El año 2016 marcó el fin de muchos arreglos que dieron origen a la Nueva República, pero también sacó de las cloacas el sentimiento anticomunista revisitado y resignificado en antiPTismo. La misma retórica anticorrupción fue utilizada y dirigida contra el PT, en general, y contra Lula, en particular. El objetivo era inviabilizar política y moralmente al principal representante de las clases populares y así frenar la agenda de desarrollo e inclusión social que se practicaba en el país.

La descalificación de la política y las sucesivas acusaciones de corrupción asociadas a los gobiernos del PT (“Mensalão”, “Petrolão”), incrementaron el sentimiento antisistema entre la población, que fue rápidamente capitalizado por el antiPTismo.
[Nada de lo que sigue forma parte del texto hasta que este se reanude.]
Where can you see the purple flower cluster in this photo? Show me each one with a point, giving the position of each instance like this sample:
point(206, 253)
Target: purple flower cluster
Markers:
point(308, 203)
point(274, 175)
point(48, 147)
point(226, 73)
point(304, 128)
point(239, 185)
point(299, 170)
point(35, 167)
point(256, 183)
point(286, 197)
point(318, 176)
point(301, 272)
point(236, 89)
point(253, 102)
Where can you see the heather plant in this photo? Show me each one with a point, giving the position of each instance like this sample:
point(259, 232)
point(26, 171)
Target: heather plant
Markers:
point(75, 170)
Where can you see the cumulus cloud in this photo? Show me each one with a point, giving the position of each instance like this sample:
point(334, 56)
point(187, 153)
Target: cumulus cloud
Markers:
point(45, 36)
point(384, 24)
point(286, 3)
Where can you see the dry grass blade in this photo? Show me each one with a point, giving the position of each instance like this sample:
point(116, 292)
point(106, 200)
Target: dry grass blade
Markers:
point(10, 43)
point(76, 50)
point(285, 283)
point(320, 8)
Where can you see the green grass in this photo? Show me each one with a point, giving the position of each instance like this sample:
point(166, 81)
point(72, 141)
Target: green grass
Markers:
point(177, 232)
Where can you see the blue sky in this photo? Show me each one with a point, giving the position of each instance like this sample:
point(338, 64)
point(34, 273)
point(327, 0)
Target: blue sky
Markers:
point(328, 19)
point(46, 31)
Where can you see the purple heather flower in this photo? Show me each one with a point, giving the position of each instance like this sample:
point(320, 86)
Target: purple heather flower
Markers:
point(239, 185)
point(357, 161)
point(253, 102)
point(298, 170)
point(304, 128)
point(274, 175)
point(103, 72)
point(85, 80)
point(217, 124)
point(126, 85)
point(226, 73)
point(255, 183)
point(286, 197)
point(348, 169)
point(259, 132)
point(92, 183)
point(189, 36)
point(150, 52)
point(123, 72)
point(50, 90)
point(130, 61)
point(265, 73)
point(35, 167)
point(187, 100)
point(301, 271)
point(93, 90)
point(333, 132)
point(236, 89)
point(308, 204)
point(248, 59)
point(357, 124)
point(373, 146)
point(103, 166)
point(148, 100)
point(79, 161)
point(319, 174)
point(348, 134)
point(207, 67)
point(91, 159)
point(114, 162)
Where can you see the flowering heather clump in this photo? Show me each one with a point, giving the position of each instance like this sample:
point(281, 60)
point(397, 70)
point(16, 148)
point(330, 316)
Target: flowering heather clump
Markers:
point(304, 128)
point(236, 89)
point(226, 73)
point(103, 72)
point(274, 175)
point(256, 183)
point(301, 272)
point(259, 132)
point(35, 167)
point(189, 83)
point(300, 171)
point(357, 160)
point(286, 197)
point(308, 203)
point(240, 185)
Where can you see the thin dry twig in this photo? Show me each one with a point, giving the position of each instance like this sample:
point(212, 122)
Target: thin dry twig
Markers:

Sacar al partido del poder e impedir su regreso era una cuestión esencial. Corroída por el proceso de juicio político que encabezó, la llamada derecha liberal se encontró, en 2018, sin un candidato competitivo y teniendo que depender del bote salvavidas bolsonarista para que su agenda económica neoliberal triunfe en el tamiz electoral. Así se formó la alianza estructural entre el neoliberalismo y el neofascismo que hoy (des)gobierna Brasil.

La retórica anticomunista se renovó en tiempos de antiPTismo, anclada en viejas banderas como “Brasil no será una nueva Cuba”, pero también con Fake News que trataban de la “botella cucaracha”, el “Kit Gay” y el “ legalización de la pedofilia”, temas que atacaban directamente valores superficialmente defendidos por la extrema derecha bolsonarista: Dios, Patria y Familia. Los agentes involucrados en las acciones de 2016 y 2018 corresponden a las de 1964: las clases medias, las élites empresariales, militares, políticas y religiosas, con el apoyo de los medios de comunicación, el Poder Judicial y el Ministerio Público de la Federación. Todos la misma sopa, siempre la misma historia.

Las Élites brasileñas están desprovistas de cultura política cívica y siempre han mostrado desprecio por la democracia, cuya conexión ocasional era casuística y coyuntural. El mantenimiento de Bolsonaro en el poder, a pesar del genocidio de la población brasileña provocado por el mal manejo de la pandemia por parte de su gobierno, bajo el beneplácito de los medios y la derecha liberal, es un síntoma del mal que azota a nuestra República desde su fundación. Sólo un pueblo organizado consciente de sus demandas y derechos podrá profundizar y consolidar la democracia en nuestro país, evitando rupturas y violaciones institucionales que atenten contra los intereses del pueblo y la nación.

*Carla Teixeira es doctorando en historia por la UFMG.